River Cable Flexygy 8 Overview and Metrics
It is refreshing to discover esoteric cable companies such as River Cable that don’t promote snake oils or nonsense. Sure, their products are pricier than the cables you will typically find at your local home appliance store, but then again, the Home Depot 10AWG Zip cord doesn’t come dressed up in such nice clothing nor sport compression banana terminations.
In “straight” configuration, the Flexygy 8 is an 8 conductor (4 paralleled hot and return wires) with an aggregate gauge of 7AWG and effective gauge of 10AWG. You can also opt for bi-wire configurations where each pair has an effective gauge at each speaker terminal of 13AWG. I prefer to use a high quality single wired solution as opposed to a bi-wired one. Bi-wiring offers very few advantages over single wired solutions, but typically several disadvantages such as doubling of pair to pair capacitance seen by the amplifier, increasing cable costs, and furthering cable clutter by doubling up on your cables to each speaker. Personally I don’t subscribe to the bi-wire craze that some audiophiles tend to, but then again, I also don’t believe in magical CD mats or soaking your cables in kosher chicken fat blessed by a Rabbi before hooking them up to your stereo system. Thus I elected for my review samples to be “straight” single wired runs. River Cable offers the choice of banana or spade connectors. My preference is for banana assuming they are of good design.

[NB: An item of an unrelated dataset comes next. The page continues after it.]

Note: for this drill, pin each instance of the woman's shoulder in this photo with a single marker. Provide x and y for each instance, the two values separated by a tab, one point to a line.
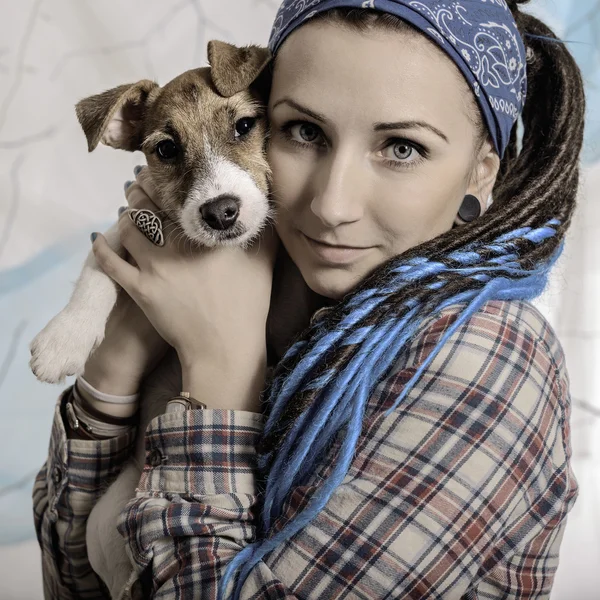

Finding a banana plug to snugly mate with my beloved Status Acoustics Decimos has always been a challenge to say the least. The binding posts Status Acoustics choose on this product tends to cause lesser designed banana plugs to slide off or connect loosely to the speakers. River Cable has the perfect solution for all of their speaker cables. Their adaptable banana plug can accommodate pretty much any binding post out there. All you have to do is keep twisting the terminal until the banana plug firmly connects to your amp/speakers binding posts. Once tightened, I was unable to pull the cables off of my speakers or amp. Having a solid termination is critical to minimizing contact resistance. I have seen far too many poorly designed spade/banana plug terminations used by exotic cable vendors that simply added more series resistance to the product then they were allegedly trying to minimize in their cable design. I consider this counterproductive and it appears River Cable is in agreement as evidenced by their adaptable banana plug termination which is now popularized by many of the better cable manufacturers out there.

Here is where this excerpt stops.